POV-Ray : Newsgroups : povray.documentation.inbuilt : SOR documentation : Re: SOR documentation Server Time
10 Oct 2025 20:41:45 EDT (-0400)
  Re: SOR documentation  
From: Bald Eagle
Date: 9 Oct 2025 22:00:00
Message: <web.68e8688f251da1bc1f9dae3025979125@news.povray.org>
GOT IT.

OK, so I am pretty confident that I have the whole initial bounding-test section
of the code worked out.

And that has led me to prove that one problem I thought was happening IS
happening,

and

there's another issue that is taking place that might explain why sometimes some
of the segments fail to render.

> Diagrammatically, it's all looking good, but for some strange reason, the
> perpendicular distance seems to be shorter than it should be, with the error
> increasing the farther away the ray is. (*)
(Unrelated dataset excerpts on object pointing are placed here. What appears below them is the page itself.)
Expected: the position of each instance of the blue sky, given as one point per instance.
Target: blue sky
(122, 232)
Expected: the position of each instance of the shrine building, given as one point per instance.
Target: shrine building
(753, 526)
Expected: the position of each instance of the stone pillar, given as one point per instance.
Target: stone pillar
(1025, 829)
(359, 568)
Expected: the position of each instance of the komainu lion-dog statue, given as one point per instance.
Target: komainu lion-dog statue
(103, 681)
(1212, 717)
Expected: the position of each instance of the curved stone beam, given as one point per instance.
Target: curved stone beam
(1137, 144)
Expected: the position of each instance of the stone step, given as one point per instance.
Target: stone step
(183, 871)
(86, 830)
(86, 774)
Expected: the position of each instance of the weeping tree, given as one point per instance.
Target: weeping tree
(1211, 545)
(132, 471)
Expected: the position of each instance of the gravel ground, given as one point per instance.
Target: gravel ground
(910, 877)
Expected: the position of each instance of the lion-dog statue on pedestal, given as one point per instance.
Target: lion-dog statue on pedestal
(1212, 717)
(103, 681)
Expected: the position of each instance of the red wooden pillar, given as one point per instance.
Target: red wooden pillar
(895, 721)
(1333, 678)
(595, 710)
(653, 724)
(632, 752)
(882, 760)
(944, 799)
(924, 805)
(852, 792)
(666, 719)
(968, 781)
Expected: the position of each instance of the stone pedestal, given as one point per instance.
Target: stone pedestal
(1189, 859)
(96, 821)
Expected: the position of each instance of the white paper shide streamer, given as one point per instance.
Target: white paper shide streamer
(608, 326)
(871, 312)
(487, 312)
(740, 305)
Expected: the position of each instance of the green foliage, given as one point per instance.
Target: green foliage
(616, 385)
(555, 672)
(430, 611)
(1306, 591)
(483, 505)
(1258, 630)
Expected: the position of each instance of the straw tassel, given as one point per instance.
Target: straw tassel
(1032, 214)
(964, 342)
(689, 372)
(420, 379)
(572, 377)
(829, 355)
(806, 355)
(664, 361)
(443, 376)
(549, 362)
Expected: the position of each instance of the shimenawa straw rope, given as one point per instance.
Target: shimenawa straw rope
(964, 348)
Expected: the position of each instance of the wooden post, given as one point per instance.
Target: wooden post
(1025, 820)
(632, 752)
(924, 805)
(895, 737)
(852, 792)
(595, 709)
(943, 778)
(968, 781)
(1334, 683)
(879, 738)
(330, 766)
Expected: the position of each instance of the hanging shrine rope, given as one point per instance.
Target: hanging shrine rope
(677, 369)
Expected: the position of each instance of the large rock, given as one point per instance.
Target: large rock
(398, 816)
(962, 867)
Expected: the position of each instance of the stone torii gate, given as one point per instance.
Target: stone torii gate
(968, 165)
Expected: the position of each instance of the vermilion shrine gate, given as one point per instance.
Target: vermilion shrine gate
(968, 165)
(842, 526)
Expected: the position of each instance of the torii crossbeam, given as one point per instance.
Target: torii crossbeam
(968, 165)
1. The rays that give a negative perpendicular dot product erroneously test as
hitting the bounding cylinder, and so a bunch of root solving gets done that
shouldn't be.

1a.  The code tests a bounding cylinder that is based on the largest diameter of
the whole sor {}.   But the sor {} is not so much a single object as it is a
stack of individual segments.
I believe that we ought to be testing intersection with each individual segment
to optimize the bounding tests.

2. The issue (*) above was a result of the ray direction being used as-is.
When I had an angled ray, the length was too large, and overly shortened my
perpendicular vector.
When I only used the ray projection onto the xz plane, all of my perpendicular
vectors were of the proper length.

2a.  This too-short vector projection likely leads to false positives and causes
additional unnecessary root-finding.


So, I would like to propose 2 correction to this section of the sor {} source.

1. replace
D = ray.Direction;
with
D = <ray.Direction.x, 0, ray.Direction.z>;

and
2. replace
#if (r0 > Radius2)
with
#if (fabs(r0) > Radius2)


The attached diagram is a mess, but what we have is the sor {} circled in black
with the radius equal to the greatest x-value of the control points.

along the bottom, the ray origin changes, and the direction vector stays the
same, resulting in a sweep from left to right.  As you can (hopefully) see, the
parallel lines change from green to red.
The green lines signify a successful _intersection test_ of the ray with the
bounding cylinder.  The red are fails.
The thing to notice here is that only the misses to the right actually fail the
intersection test.
All of the rays on the left pass the test and go on to calculate the roots of
where the ray intersects the polynomial.

The fan shape above that is holding the ray origin fixed, while making the ray
direction go around in a circle 360 degrees.
The same false positive issue occurs.